John Fogarty
THE spate of cruciate injuries over the last two years has the GAA rightly worried. Insurance-wise, the amount of surgery needed is, no pun intended, crippling.
With Dermot Earley’s knee breaking down for the second time in a year, Kildare will see their premium jump again as they count the cost of a sixth inter-county operation in the last 15 months.
There are plenty more inter-county footballers and hurlers out there who are delaying the surgery as much as they can. Earley did it himself before, building the muscle around the joint to compensate for the cruciate problem, before he could take no more.
His manager Kieran McGeeney gave him the idea, doing something similar during his playing career with Armagh. Mayo’s Conor Mortimer too but he relented this year and is currently sidelined as he goes through an extensive rehab programme.
The reasons for the increased number of these injuries over the last couple of years are uncertain.

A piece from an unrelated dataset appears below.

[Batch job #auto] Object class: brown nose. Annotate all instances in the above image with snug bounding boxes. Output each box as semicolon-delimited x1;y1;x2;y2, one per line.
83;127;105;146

Experts have suggested a whole range of factors from artificial pitches to poor footgear to the type of training being done at inter-county level.
But certainly when a prominent U21 manager like Kerry’s John Kennedy is warning that his players are weak, alarm bells should be going off.
It’s doesn’t appear to be coincidental either that the majority of cruciate injuries appear to be sustained in the early part of the season when players are attempting to combine strength and conditioning programmes along with football training and, of course, games.
Again, as each day passes the more and more the GPA and GAA’s medical, scientific and welfare (MSW) committee’s plan to introduce a mandatory pre-Christmas strength and conditioning training window sounds the best way forward.
But what can the players do to avoid cruciate injuries? Wear knee braces? Prevention is better than cure, right?
Don’t rule it out. With the advances being made in protective sports gear, the sight of an inter-county player wearing pads on both knees could become a more common occurrence.
Last week, St Brigid’s, Offaly footballer Anthony Foy launched a new range of protective gear, high tech lightweight garments in Ireland. Unlike the cold and hot under garments worn these days, they could turn out to be more than just discretionary pieces of gear.
Evoshield gear is predominantly worn by American football and baseball teams in the US but it would appear extreme that players in Gaelic games might have to resort to purchasing such clothing.
But with the demands on players showing no let up, the natural tendency is to protect one’s self.
By extension, Gaelic games is teetering on becoming more like other sports in the amount of gear required to play them safely.
That’s the worry but it’s a real one. Already, mandatory wearing of gum-shields are on the way in Gaelic football for GAA insurance purposes if nothing else. The GPA have made them available gratis to their members. Not just any boil-and-bite gum-shields – but the moulded ones.
But what about the average club footballer? That is perhaps the biggest conundrum facing the GAA in this whole area – how much can they espouse the virtues of being suited up to avoid injury before they make the games too expensive to play.
At Congress last year, Cork secretary Frank Murphy spoke out against a Mayo motion calling for gum-shields to be made mandatory in all games and training sessions up to and including minor level.
The proposal was eventually withdrawn pending a report by the GAA’s MSW committee but Murphy’s argument was the growing number of compulsory playing equipment.
He was referring to helmets, which have been made mandatory in hurling since the start of last year. Head gear in hurling is a, again pardon the pun, no-brainer but has certainly impacted on the profile of the game’s best players and, in turn, the great game itself.
How ironic that Sean Og O hAilpin and Ken McGrath, two of the most iconic faces who for the most part refused to wear helmets before they were made to, have left the game a season after they were masked.
But in protecting their players the GAA is facing a real identity crisis. The more gear that is permitted to be worn the less recognisable their games become.
How long will it be before a player is seen to be wearing shoulder pads under their jersey? You can imagine how that will go down with traditionalists.
They would have a point too. As manly as Gaelic football and hurling are, they are primarily about skill. If that element of the game is driven further out of the game then it is the GAA’s duty to enshrine it.
Right now, they are facing a balancing act in ensuring they do everything they can to prevent recurrent injuries to their players while preventing the game from becoming cost prohibitive and aping other sports.
The question for Gaelic games is no longer what they are but what are they becoming?